E’ via Nazionale, infatti, che stabilisce ogni tre mesi qual è la soglia dell’usura sugli interessi applicabili al credito. Si tratta di un traguardo che si sposta insieme al corridore: impossibile da raggiungere a meno di non essere dei veri e propri strozzini. Logica avrebbe voluto che negli ultimi cinque anni mentre i tassi praticati dalla Bce (che in pratica è quanto costa alle banche finanziarsi) crollavano dal 4 allo 0,5%, di pari passo si fossero abbassati anche i tetti agli interessi ai quali banche e finanziarie possono concedere credito.

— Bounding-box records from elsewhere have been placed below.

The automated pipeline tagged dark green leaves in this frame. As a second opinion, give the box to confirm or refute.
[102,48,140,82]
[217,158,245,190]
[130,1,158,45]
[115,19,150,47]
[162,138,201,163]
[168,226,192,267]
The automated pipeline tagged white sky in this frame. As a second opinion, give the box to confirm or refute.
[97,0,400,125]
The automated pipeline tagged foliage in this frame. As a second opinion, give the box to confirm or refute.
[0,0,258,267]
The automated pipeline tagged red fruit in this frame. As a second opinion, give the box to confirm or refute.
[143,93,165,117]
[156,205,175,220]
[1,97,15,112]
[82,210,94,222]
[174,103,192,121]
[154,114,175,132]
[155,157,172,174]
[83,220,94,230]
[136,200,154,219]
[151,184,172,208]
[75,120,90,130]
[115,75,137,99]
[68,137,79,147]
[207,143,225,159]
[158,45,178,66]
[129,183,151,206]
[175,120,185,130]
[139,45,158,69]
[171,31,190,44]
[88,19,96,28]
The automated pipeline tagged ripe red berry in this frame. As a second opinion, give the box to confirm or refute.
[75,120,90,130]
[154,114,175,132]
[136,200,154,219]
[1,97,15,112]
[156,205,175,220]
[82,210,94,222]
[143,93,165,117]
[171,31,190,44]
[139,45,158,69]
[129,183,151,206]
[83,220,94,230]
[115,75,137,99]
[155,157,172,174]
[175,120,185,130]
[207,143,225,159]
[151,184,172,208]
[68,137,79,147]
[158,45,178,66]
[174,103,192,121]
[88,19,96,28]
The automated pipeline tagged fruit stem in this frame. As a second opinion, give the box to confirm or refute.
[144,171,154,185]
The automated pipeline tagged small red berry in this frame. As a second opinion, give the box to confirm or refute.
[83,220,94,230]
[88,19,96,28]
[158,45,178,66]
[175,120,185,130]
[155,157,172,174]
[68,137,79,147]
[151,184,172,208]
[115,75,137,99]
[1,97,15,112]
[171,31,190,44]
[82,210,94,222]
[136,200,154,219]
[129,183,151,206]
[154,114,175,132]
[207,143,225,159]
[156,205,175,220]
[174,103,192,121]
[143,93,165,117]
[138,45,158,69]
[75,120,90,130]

Invece il confine tra quanto è legale pretendere da un debitore e l’usura è rimasto stabile o si è addirittura allontanato. Nel giugno 2007 con tassi Bce al 4%, Bankitalia fissava ad esempio il limite all’8,3% su base annua. Oggi, con il costo del denaro allo 0,5%, la soglia è salita all’8,6 per cento. Peggio ancora per i mutui a tasso fisso, dove il tetto antiusura è passato dal 7 al 10,3 per cento.
Le famigerate carte di credito revolving, che permettono di rateizzare gli acquisti ma caricano sul possessore interessi pesantissimi, hanno mantenuto il limite invariato al 25% annuo. Ancora, uno scoperto senza fido in conto corrente fino può costare interessi fino vicini al 24% mentre nel 2007 si rimaneva al di sotto del 20 per cento. Si è invece ridotto il prelievo massimo che si può caricare su un prestito fino a 5mila euro ottenuto con la cessione del quinto dello stipendio (dunque con prelievo automatico in busta paga) che può arrivare fino al 18,4% annuo contro il 23,7% del 2007 .
I tassi effettivamente praticati sono mediamente più bassi, la concorrenza tra istituti in alcuni casi fa da calmiere naturale, ma nessuno può impedire a un finanziatore di spremere fino a questi livelli un debitore. E’ tutto legittimo. Come è possibile? E’ vero che i costi di finanziamento per una banca sono influenzati anche da altri fattori, come il livello di fiducia tra istituti, ma questo non basta a spiegare l’assoluta indifferenza dei tassi anti-usura al costo del denaro deciso a Francoforte.
In realtà l’escamotage risale al 2011 quando è stato modificato il criterio di calcolo della soglia trimestrale. Prima si prendeva la media dei tassi praticati per un determinato tipo di finanziamento e lo si aumentava del 50 per cento. Ora la base di partenza è sempre il tasso medio praticato che però va aumentato del 25% e al quale va poi sommato un altro 4 per cento. In pratica con il vecchio metodo facendo base 10 il tasso sarebbe stato del 15%, mentre con quello nuovo partendo dalla stessa media si arriva al 16,5 per cento. Strutturato in questo modo, con una quota fissa, il risultato finale risente ovviamente di meno del miglioramento delle condizioni dei mercati monetari e garantisce alle banche un cuscinetto di profitti non scalfibile.
Del resto prima che il criterio fosse modificato le soglie antiusura stavano scendendo in linea con i tassi Bce. Nel giugno del 2011, con il costo del denaro fissato da Francoforte all’1,25%, la soglia su un mutuo a tasso fisso era ad esempio al 7% ed era al 4,1% per un variabile. Uno scoperto di conto senza fido poteva costare al massimo il 22,5% (oggi 24%). I banchieri hanno protestato e l’aiutino di via Nazionale non si è fatto attendere.